However, they've allowed 87 shots on net in their last two games,
both on home ice. That's something coach Claude Julien will be
looking to rectify. The Devils are 0-4-1 in their past five games
overall. They're now in ninth place in the Eastern Conference. Jagr
took the ice 1:16 into the first period after a New Jersey icing. The
rousing ovation from the TD Garden crowd ended only when Seguin,
playing center in the absence of Patrice
Bergeron, lost the faceoff. Jagr gave the Bruins fans more to
cheer about as the night went on.

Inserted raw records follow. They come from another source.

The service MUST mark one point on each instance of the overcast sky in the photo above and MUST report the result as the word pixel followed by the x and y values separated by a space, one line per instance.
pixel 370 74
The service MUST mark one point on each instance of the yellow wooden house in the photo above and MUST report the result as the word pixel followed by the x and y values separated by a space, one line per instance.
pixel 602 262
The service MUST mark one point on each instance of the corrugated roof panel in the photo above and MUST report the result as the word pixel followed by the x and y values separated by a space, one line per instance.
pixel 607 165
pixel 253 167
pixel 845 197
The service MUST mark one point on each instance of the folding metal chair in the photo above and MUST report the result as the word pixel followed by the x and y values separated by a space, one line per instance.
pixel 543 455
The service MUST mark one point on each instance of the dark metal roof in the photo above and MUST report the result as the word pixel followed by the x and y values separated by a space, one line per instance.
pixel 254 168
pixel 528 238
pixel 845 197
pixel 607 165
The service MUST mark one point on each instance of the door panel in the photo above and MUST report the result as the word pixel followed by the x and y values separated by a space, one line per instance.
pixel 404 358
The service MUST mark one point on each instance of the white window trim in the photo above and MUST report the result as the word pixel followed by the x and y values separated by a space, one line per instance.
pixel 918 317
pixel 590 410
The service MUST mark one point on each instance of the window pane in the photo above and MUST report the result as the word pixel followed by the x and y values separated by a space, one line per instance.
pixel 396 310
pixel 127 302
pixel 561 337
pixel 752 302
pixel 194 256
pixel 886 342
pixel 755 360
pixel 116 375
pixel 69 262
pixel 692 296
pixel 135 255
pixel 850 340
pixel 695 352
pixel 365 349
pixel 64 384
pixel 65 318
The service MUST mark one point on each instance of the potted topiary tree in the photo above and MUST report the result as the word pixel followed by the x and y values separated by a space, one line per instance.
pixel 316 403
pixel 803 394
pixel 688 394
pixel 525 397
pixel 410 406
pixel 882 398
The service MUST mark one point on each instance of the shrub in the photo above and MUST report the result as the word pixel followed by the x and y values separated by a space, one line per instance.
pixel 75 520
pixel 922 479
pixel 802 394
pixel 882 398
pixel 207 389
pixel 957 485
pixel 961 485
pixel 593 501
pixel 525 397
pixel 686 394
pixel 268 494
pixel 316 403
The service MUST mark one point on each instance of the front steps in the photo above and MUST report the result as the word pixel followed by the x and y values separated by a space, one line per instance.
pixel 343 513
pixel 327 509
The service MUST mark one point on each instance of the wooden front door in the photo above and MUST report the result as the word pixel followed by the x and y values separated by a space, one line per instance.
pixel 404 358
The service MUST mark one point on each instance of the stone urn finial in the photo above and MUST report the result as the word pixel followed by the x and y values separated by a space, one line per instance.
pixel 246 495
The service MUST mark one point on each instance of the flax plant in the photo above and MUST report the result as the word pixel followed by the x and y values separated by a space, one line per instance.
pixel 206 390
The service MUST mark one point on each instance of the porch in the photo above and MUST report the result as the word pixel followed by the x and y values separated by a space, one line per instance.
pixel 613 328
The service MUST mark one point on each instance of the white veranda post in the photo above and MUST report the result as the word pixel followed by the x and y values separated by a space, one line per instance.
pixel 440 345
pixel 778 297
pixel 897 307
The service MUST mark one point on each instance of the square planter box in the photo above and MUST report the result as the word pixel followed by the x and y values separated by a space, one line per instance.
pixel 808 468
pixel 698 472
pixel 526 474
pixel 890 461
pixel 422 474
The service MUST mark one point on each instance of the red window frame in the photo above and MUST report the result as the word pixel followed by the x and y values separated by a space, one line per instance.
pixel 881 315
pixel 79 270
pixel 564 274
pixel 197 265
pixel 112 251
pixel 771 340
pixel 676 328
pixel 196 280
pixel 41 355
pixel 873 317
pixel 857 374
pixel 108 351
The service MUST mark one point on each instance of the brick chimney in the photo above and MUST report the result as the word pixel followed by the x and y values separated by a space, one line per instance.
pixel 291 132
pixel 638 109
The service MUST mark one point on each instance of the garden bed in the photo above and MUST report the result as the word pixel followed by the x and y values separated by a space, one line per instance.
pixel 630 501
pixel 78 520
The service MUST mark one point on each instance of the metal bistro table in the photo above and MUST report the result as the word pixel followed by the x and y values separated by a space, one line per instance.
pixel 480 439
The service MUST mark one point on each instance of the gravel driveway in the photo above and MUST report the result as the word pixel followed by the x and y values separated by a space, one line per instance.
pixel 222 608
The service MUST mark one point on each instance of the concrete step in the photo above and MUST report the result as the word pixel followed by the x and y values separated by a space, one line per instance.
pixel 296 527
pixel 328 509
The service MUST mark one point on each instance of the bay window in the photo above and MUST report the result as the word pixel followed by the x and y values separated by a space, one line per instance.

Meanwhile, Rask was on top of his
game, including one sequence in which the netminder had to flash the
left pad to stop Alexei
Ponikarovsky, then use the same pad to stop David
Clarkson in the slot after the rebound. With the loss to the
Bruins in the books, Devils coach Peter DeBoer was already looking
forward to the next game; New Jersey hosts the Toronto Maple Leafs on
Saturday night, then plays at the Buffalo Sabres on Sunday.
Philadelphia v Toronto 5-3 - Joffrey
Lupul's roller-coaster season continues. The veteran left wing of
the Toronto
Maple Leafs has been one of the NHL's hottest players of late,
but he has a hard time staying in the lineup. Lupul missed 25 games
with a broken arm after he was hit with a slap shot by teammate Dion
Phaneuf on Jan. 23. Then, after scoring three goals and four
points in his first two games back, Lupul was hit with a two-game
suspension for a high hit. In the four games since his suspension
ended, Lupul added five goals and nine points, but he was injured
again Thursday night when he was sandwiched on a hit by Adam
Hall and Jay
Rosehill of the Philadelphia
Flyers. Lupul, who had an assist on Toronto's first goal, was hit
first by Hall and knocked into Rosehill, who inadvertently hit his
former teammate in the head. Lupul departed after taking three
shifts, looking quite wobbly as he headed to the bench, and the Maple
Leafs lost 5-3 to the visiting Philadelphia
Flyers. The loss snapped a streak of eight straight games the
Maple Leafs had secured at least one point. It was also a night when
Maple Leafs goaltender James
Reimer was hoping to make a statement having been anointed the
team's No. 1 stopper by virtue of the fact Toronto failed to acquire
a veteran at the NHL Trade Deadline. Though Carlyle didn't point the
finger directly at Reimer, he wasn't thrilled with his performance.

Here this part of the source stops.